Agreed! I’m trying to imagine use-cases where something like this would be implemented

wraith apex May 21, 2025, 6:36 PM

#

Anyone in the NetApp community doing anything interesting with MCP and Agents on top of the ONTAP API? Likely needs some guardrails if allowing the agent to make any modifications. But would be neat if just giving it read-only access. Maybe an MCP server with an ONTAP API tool along with a BlueXP API tool? "Agent, tell me what people or orgs within my enterprise consume the majority of my resources?"

cunning barn May 21, 2025, 9:19 PM

#

I’m tinkering with building a hardware universe agent, just need to verify I’m not duplicating efforts already in progress.

#

Not sure I would turn an agent loose on my data quite yet

wraith apex May 22, 2025, 3:46 AM

#

Pair that up with the IMT and that could be a powerful tool for partners - "Agent, here's a BOM for NetApp gear and some other 3rd party vendor hardware/software. This is being installed in an environment with this additional list of hardware/software. Validate that this is a supported configuration."

wicked crow May 26, 2025, 12:49 AM

#

And hope it doesn't hallucinate an unsupported config😂

wraith apex May 28, 2025, 9:23 PM

#

That's sort of the entire point of using MCP underneath the Agent. You would expose HWU and IMT as either APIs or ingest the data from those tools into a database. MCP either exposes the API or templated queries as "tools" that the agent can then use.

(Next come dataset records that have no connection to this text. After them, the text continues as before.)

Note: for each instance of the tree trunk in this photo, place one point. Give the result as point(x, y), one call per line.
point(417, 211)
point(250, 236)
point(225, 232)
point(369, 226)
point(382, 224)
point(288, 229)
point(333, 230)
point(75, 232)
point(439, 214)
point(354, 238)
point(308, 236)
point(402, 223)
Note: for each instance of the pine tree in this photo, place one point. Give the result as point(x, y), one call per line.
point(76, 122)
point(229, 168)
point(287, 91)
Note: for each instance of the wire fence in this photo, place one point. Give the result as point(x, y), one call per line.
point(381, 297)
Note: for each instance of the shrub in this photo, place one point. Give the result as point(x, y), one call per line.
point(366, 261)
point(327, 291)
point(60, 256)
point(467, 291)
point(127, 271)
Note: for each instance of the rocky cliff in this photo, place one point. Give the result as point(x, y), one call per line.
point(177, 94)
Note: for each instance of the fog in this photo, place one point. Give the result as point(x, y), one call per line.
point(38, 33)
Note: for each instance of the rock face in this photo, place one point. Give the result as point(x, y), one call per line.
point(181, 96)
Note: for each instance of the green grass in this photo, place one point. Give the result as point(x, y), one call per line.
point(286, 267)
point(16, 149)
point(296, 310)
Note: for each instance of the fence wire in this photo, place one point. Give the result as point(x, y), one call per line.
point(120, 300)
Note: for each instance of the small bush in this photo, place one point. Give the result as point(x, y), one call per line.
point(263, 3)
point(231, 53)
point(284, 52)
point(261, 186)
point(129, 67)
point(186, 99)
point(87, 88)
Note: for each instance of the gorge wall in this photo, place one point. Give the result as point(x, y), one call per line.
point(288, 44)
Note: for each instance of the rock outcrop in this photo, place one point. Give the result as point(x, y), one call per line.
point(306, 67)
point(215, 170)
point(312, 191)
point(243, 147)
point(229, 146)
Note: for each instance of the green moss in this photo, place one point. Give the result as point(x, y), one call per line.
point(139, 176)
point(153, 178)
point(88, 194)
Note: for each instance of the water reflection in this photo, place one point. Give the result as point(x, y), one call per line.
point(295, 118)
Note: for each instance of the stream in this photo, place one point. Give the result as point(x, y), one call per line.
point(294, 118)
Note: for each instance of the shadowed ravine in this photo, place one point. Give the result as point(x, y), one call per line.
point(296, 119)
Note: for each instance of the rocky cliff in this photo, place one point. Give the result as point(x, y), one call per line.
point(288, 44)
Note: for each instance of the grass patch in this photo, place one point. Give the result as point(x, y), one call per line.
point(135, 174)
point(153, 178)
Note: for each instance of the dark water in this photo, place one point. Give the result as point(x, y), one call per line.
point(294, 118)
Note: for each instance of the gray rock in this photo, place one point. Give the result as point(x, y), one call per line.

You just describe back to the agent what the tool can be used for and what parameters to provide the tool (the API contract or query templates). The LLM then has to abide be the constraints of the tools it has access to. You can then provide the lineage of the requests to understand how the agent derived its response. This is basically what Claude.ai is now doing (and I believe ChatGPT can do this now too) where you tell it to search the internet for an answer. When it creates the response, it also provides you with the sources it used for each part of the response.

wheat sequoia May 30, 2025, 1:04 AM

#

wraith apex Anyone in the NetApp community doing anything interesting with MCP and Agents on...

Hi Taylor, i've built a workflow with n8n, using the NetApp api's. It needs some tuning but I can get basic info out of Ontap. This is in a lab environment 🙂
I use telegram to chat with the workflow

wraith apex May 30, 2025, 11:54 AM

#

wheat sequoia Hi Taylor, i've built a workflow with n8n, using the NetApp api's. It needs some...

Nice! I've never heard of n8n before. Looks useful.

wheat sequoia May 30, 2025, 12:02 PM

#

wraith apex Nice! I've never heard of n8n before. Looks useful.

Once I get it 100% working, i'll create a video on it

velvet geyser Jul 3, 2025, 5:45 AM

#

wheat sequoia Hi Taylor, i've built a workflow with n8n, using the NetApp api's. It needs some...

Hi David, That's really great. IHAC who asked me a simple question related to get some information via thier chat. I think If we can get it using the workflow based on the n8n + LLM environment, of cour se we need to make some touches.

wheat sequoia Jul 3, 2025, 5:46 AM

#

velvet geyser Hi David, That's really great. IHAC who asked me a simple question related to ge...

I'm going to work on a short video this weekend of how it's all working and showcase a demo, few people have been asking 🙂

velvet geyser Jul 3, 2025, 6:12 AM

#

wheat sequoia I'm going to work on a short video this weekend of how it's all working and show...

Perfect! Many Thanks 🙂

velvet geyser Jul 3, 2025, 8:44 AM

#

If anyone has interested in the Trend report related to AI, please check this link. https://www.bondcap.com/report/pdf/Trends_Artificial_Intelligence.pdf
It's almost 340 pages.

hot field Jul 8, 2025, 9:36 PM

#

Wanted to make sure this community saw a couple of blogs that were recently posted:
https://community.netapp.com/t5/Tech-ONTAP-Blogs/Zero-to-LLM-Inference-in-Five-Minutes/ba-p/461655
https://community.netapp.com/t5/Tech-ONTAP-Blogs/Zero-to-LLM-Inference-vLLM-Edition/ba-p/461836

Zero to LLM Inference in Five Minutes

Confused about where to start with LLMs? You've come to the right place. In this post, I will walk through the deployment of a basic LLM inference stack that will run on any of NetApp's NVIDIA-based AIPods. This stack is appropriate for smaller-scale deployments and POCs. Prerequisites You must...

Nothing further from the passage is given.